Smartphone Security Gaps
Employees are at risk for viruses and other security breaches, so IT staff need to be just as vigilant with company-issued phones accessing the network as they are with computers.
In its largest acquisition to date, Intel bought security vendor McAfee this week to aggressively address the emerging embedded and smartphone markets, both of which increasingly are poorly secured. It could provide Intel, which was having trouble gaining a foothold in tablets and smartphones, with a significant advantage and set up similar opportunities for markets such as automotive technology, where lack of security makes it potentially life threatening. It is rare that a company sees an opportunity like this and makes a move of this magnitude to address it. This is history in the making. Let's explore that.
Short Security History
When IBM came to market with the mainframe, security came up with it and while there were third-party solutions, IBM generally owned, and still owns, security for this platform. This had two advantages: IBM could blend the solution between hardware and software, and it would sell its solutions as a component of the platform, not a patch for a flawed design. The latter became important later.
Microsoft rethought this and bought a number of security technologies and at least one security company, but was unable to fully integrate solutions like the free Microsoft Security Essentials offering (which is actually rather good) because of antitrust restrictions.
The lesson is that platform owners should own the security of that platform or really bad things happen.
Smartphones: Exposed at Birth
In many ways smartphones are paralleling Microsoft's experience, with the exception of Research in Motion, which did take security seriously (but is having a different kind of security problem at the moment.) Apple and Google did not and now malware is starting to spread on their platforms. To exacerbate the problem, the ARM platform, the most common hardware used in smartphones, has little extra headroom for antivirus offerings. To get around that, the operating system owners limit which applications can run simultaneously. This limits the ability for an anti-malware product to operate in the background unless it was co-designed with the hardware to behave properly and not hurt performance.

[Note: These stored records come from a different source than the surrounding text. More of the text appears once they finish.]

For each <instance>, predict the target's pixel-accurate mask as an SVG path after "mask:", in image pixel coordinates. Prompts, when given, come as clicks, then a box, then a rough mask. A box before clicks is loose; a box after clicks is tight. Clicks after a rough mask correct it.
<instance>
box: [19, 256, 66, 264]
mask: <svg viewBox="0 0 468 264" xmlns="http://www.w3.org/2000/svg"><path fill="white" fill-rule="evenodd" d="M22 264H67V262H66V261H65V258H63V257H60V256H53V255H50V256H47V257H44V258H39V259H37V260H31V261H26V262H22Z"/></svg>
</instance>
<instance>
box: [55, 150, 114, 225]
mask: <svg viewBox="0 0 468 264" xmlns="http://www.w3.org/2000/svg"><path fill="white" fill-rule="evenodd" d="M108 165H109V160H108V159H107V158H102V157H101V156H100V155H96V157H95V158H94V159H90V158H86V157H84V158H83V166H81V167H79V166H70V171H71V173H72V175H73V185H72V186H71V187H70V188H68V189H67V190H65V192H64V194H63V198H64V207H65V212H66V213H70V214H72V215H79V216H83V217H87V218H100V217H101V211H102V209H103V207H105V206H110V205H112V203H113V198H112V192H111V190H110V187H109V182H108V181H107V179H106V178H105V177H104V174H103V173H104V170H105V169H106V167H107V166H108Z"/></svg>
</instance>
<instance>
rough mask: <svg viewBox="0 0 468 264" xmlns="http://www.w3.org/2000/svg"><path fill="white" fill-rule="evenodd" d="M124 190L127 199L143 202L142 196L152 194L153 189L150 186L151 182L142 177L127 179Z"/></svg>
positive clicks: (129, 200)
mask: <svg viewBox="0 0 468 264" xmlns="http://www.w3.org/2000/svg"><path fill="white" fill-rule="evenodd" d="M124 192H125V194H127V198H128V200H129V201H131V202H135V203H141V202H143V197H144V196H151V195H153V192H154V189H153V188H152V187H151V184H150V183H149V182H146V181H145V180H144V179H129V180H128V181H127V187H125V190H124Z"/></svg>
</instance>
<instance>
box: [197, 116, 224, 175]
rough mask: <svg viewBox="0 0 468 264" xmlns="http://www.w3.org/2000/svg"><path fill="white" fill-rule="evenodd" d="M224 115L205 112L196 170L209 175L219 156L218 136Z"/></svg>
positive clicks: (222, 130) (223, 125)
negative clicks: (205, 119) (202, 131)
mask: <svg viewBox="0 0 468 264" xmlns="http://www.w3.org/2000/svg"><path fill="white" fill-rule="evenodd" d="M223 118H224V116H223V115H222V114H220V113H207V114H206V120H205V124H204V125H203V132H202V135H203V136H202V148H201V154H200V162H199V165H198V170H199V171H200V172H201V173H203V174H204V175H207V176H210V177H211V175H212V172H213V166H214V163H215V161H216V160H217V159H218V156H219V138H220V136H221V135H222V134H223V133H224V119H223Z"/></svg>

Embedded Exposures are More Frightening
At least with smartphones, there are built-in protections like application stores and carrier firewalls that can make infection more difficult. The worst things that can happen aren't life threatening. But embedded systems operate in manufacturing equipment, automobiles, airplanes, boats/ships, lighting systems, fire systems and people movers like elevators. Increasingly these systems are becoming networked with little focus on security because, up until recently, they didn't need it. Now if someone hacks into your smart-grid refrigerator and turns it into an oven, you will be upset because your food has become foul-smelling sludge. But if your car is hacked and the safety systems turned off, you'll likely be even less amused. And this seems to be happening.
Wrapping Up: Getting Ahead of the Problem for Once
By buying McAfee, Intel is going back to the beginning of the computing market and will be differentiating its solutions by building security into them at the start. Rather than starting from scratch, it is beginning with one of the largest security teams on the planet to assure results that are mature and don't cause more problems than they solve. Like IBM, Intel will be able to provide optimal results, so users won't have to choose between adequate performance and adequate security.
It won't be easy to pull this off, but if it is accepted by those who build the systems, it could result in a better, safer future for all of us and a more successful one for Intel. It is kind of nice to see everyone's needs come together like this from time to time.